Gerd reached over and patted my arm. "Let me make some discreet inquiries, Peter. In the meantime, try not to fret. Everything will seem better in the morning, when the rain stops and the sun comes out." He smiled and stood up. "Would you fancy a game of chess? That will help take your mind off these . . . distasteful subjects."
****
I left Vanderhout's residence late. The rain had stopped and a thick fog had drifted in to blanket the wet streets. As I drove ho
me, I noticed that I was being tailed. Probably Detective Henderson or one of his lackeys.
This business was getting complicated.
What was worse, I discovered that someone had entered my apartment and gone through my things while I was gone. It had been a subtle job, and I might not have even noticed it-except that I'm scrupulous about filing my data CDs. I noticed that a pair of them were out of order in my desk file drawer. Looking further, I found other small hints of intrusion.
Henderson again, no doubt. I felt the heat rise behind my collar. The bastard! Who did he think he was dealing with?
Fortunately, there was no way he could've found any sensitive information on other sin-seers, even if he had scraped my computer's hard drive clean. Those data were safely stored where no one could find them without tearing the place down to its foundation. Still, I felt irate. I'd confront the son of a bitch in the morning and demand that he back off on me.
Or maybe not. It wouldn't be wise for me to cut off my nose to spite my face. The fact was, I benefited greatly from my relationship with the police. By my consulting agreement, ownership of any sins I extracted from murder victims for identification transferred to me. And Lord knows I enjoyed a small but very tasty supplement to my regular consulting income when I sold the best of the little buggers on the open hamartiaphily auction markets.

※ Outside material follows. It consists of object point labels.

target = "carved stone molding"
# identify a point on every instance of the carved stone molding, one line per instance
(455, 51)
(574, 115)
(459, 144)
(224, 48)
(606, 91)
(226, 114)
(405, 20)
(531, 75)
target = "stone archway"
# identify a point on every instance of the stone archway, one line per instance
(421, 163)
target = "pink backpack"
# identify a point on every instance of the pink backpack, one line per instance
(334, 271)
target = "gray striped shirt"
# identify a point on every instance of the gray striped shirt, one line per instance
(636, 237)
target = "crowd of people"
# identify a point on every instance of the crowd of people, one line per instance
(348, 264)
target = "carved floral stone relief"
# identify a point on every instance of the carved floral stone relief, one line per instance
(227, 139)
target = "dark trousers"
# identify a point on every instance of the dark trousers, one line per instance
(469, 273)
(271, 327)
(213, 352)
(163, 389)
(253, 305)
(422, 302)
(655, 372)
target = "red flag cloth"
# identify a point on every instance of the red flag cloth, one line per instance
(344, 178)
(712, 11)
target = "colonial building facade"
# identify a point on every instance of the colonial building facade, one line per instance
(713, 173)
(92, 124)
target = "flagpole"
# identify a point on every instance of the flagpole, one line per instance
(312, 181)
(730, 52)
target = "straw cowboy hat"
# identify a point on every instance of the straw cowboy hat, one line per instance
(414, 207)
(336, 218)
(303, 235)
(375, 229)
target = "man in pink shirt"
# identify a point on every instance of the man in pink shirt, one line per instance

I took a deep breath and calmed myself down. There was one good thing, at least: It didn't matter if Henderson knew about my relationship with Gerd Vanderhout. Gerd had never made any pretext of hiding his involvement in the craft. After all, it wasn't an illegal activity. He was above reproach. And, while he might be questioned in the matter, Gerd was under no legal obligation to cooperate. The courts had been clear on that.
Clear in more ways than one, actually. Physical sins couldn't be admitted as evidence in any court of law. Who but a few could even see them? And how could a judge objectively believe a person's claims to be able to do so? Likewise, any descriptions, classifications or analyses relating to the sins, even by persons known to be "expert seers," were inadmissible. One might as well admit court testimony from a palm reader, or a clairvoyant. We in the craft were fairly well-insulated from the law, and that included freedom from search warrants and court injunctions related to hamartiaphilic affairs.